Directed by Anton Corbijn. Screenplay by Rowan Joffe. Based on the novel A Very Private Gentleman by Martin Booth. Starring George Clooney, Violante Placido, Thekla Reuten, Paolo Bonacelli, Johan Leysen. 102 min.
Much of the internet chatter about The American has complained that the ads were deceptive, promising a slam-bang action thriller. The actual movie is entertaining enough, and thrilling in a different way. It’s a bit of a James Bond film, just really quiet and without any witty quips. While George Clooney’s rakish charm may be on cool European mode here, he still inspires the envy of men who want to be him and women who want to be with him. Like a good spy should.
The movie even opens with a Bond-ish cold open. Clooney’s character Jack is in a remote cabin in Sweden with, of course, a gorgeous woman in bed. The next morning they are walking through the snow when Jack, in the nick of time, suspects they’re being watched. In fact, they’re being hunted and Jack quickly disposes of the enemy. Evidently, Jack’s lone wolf persona is honed from years of people wanting to kill him.
Jack flees to Rome and calls Pavel (Johan Leysen), presumably his boss, who gives him a cellphone, a hideout, and “one last job.” Jack’s main expertise lies in crafting weaponry and a sexy assassin (Thekla Reuten) needs a custom rifle. Their meeting in a café is appropriately cool and precise, their dialogue only discussing the job and the specs. Too suspicious of being followed, Jack soon ditches the cellphone and finds his own hideout in the medieval hill town of Castel del Monte.
When not exercising his lean physique (ladies, this is for you) and moodily drinking coffee, he frequents the local bordello and the devastatingly beautiful Clara (Violante Placido—gentlemen, this is for you). Soon they’re meeting for dinner and Jack starts to see a future with her. Or maybe I presumed that this crosses his mind. It’s hard to tell what Jack’s thinking at any given time and I suppose that’s sort of the point. Jack asks Clara to come away with him very late in the story and although her charms are considerable, I found it hard to buy that he wouldn’t escape without her.

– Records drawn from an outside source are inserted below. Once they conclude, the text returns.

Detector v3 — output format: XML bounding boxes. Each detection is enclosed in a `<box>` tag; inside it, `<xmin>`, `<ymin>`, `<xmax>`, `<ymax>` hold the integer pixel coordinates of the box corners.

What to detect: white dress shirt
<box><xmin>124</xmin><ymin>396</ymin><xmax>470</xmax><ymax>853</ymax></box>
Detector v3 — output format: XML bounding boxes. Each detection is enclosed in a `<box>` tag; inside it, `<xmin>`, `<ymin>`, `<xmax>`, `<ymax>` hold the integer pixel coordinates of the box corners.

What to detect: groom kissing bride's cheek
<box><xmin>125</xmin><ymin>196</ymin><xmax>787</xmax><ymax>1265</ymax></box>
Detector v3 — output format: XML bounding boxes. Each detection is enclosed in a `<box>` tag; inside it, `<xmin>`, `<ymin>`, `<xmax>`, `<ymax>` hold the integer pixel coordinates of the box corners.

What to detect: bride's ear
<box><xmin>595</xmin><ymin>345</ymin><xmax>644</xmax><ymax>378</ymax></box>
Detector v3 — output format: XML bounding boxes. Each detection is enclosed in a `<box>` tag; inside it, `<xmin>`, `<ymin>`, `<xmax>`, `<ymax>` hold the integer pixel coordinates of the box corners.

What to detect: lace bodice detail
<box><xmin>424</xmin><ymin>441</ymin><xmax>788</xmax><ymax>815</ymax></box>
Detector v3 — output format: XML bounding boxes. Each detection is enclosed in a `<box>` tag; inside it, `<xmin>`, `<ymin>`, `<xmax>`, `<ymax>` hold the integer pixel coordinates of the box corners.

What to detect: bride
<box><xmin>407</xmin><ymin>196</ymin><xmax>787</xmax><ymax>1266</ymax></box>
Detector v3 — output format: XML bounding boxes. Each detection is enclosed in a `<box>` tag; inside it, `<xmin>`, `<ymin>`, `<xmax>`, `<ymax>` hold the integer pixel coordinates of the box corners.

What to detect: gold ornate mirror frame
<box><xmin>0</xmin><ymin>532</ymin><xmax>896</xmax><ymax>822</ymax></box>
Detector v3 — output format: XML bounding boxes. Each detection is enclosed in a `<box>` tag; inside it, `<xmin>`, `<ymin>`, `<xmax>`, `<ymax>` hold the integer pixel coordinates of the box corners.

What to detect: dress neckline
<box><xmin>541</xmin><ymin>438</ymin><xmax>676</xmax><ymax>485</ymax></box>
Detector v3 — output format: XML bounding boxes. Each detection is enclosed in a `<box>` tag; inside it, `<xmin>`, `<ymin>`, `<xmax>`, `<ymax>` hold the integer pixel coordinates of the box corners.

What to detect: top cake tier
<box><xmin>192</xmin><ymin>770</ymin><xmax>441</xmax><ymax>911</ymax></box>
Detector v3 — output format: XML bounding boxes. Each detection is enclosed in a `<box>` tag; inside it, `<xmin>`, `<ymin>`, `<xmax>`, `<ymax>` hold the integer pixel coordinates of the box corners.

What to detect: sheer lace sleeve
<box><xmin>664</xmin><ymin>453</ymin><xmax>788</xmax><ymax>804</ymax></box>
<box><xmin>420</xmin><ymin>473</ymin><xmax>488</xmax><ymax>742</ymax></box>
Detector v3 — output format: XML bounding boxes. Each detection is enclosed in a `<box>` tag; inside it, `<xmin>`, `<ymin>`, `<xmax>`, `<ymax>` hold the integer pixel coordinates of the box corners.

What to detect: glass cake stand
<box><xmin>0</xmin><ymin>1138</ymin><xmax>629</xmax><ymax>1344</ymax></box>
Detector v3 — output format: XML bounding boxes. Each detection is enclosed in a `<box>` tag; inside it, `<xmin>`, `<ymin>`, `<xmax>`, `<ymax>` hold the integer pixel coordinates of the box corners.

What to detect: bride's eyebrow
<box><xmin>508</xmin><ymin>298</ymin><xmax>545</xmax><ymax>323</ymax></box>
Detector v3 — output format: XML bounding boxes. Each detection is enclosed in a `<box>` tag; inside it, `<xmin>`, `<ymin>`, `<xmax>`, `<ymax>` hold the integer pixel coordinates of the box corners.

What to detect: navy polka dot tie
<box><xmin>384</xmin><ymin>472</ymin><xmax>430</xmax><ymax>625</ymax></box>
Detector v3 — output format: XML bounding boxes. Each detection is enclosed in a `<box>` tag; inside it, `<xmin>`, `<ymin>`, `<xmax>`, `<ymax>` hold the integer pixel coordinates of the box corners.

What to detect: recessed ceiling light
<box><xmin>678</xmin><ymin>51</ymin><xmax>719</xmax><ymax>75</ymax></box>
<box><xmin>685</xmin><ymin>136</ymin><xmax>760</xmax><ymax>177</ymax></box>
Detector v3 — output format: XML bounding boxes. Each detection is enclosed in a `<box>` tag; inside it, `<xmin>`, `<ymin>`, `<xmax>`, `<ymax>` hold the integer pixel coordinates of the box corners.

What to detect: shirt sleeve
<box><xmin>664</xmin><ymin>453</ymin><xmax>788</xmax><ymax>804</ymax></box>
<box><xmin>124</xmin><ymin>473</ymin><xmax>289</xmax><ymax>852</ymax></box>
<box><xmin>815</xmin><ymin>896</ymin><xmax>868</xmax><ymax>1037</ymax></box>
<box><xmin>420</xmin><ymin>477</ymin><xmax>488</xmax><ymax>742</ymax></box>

The movie is as cool as Jack is stoic and its serene mood actually makes the few jolts that do come along stand out. The American is certainly not a barrel of laughs but is compelling enough. Violante Placido (a great, oxymoronic name) is breathtaking. And Castel del Monte, which Wikipedia tells me has a population of 463, should enjoy a jump in tourism after its beauty and charm have been so appealingly portrayed here.